Typically, a homeowners policy does not offer flood coverage. This means if your house is filled with water due to a natural disaster, your homeowners coverage will not protect you against property damage or losses.

In many cases, a bank or credit may require a homeowner to purchase flood insurance if he or she owns a house that is located in a floodplain. Conversely, you may want to consider purchasing flood insurance even if live outside a floodplain.

Remember, even 1 inch of water after a flood can cause major damage in your home. But if you have flood insurance in place, your home and belongings will be protected against flooding at all times.

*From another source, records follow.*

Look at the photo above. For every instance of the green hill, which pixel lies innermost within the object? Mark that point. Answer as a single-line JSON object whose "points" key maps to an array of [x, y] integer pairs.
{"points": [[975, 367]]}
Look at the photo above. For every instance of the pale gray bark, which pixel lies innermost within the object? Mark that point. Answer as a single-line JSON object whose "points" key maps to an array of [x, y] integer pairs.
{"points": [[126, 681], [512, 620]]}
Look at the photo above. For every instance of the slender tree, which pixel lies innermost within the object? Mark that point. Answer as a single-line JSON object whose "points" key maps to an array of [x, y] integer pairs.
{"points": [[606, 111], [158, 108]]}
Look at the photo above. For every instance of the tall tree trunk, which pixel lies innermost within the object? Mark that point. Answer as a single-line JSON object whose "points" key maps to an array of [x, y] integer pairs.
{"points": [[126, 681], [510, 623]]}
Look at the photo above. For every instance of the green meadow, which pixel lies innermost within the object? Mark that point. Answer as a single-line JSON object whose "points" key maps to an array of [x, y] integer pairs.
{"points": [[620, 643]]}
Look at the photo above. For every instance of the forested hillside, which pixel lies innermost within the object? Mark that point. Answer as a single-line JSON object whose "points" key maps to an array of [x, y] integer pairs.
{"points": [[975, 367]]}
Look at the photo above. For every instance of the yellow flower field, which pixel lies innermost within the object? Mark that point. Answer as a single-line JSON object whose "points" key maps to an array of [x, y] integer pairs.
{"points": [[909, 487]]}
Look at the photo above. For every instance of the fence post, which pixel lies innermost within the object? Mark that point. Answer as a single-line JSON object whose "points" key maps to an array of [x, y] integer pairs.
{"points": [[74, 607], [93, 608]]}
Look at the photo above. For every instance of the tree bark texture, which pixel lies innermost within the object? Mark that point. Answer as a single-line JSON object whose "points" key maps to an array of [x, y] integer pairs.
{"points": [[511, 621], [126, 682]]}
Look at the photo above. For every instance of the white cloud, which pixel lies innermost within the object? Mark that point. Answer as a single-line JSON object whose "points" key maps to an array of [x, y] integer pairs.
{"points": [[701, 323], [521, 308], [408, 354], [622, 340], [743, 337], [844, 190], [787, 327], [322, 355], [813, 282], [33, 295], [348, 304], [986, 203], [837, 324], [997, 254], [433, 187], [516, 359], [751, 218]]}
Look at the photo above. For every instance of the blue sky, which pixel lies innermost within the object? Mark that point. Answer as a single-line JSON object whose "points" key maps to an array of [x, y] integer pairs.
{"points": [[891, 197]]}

2. Flood insurance is provided via the National Flood Insurance Program (NFIP).

The NFIP offers flood insurance policies for your home and possessions. A flood insurance policy for your home guarantees that you're protected against any flood damage to your residence. Meanwhile, contents coverage insures you against loss of possessions due to flooding.

Also, it is important to note that flood insurance policies usually require at least 30 days before they go into effect. This means that you likely won't be able to purchase flood insurance only days before a major hurricane is expected to arrive in your city or town.

3. Flood insurance won't necessarily cover your entire home.

Federal flood insurance commonly offers coverage worth up to $250,000 for your home and $100,000 for your belongings. Therefore, if you own a home that is worth $300,000 and it is destroyed in a flood, your flood insurance policy will not cover the entire cost to replace your residence.

Comparatively, you can purchase "excess flood insurance" through a private insurance company to supplement a federal flood insurance policy. Excess flood insurance offers a great option if you want to insure your home and possessions against floods and guarantee that any policy claims are covered beyond national limits.

4. Floodplains may change over time.

Floodplain maps frequently change and evolve over time. Thus, a residence that was not in a floodplain several years ago may now be located in a floodplain.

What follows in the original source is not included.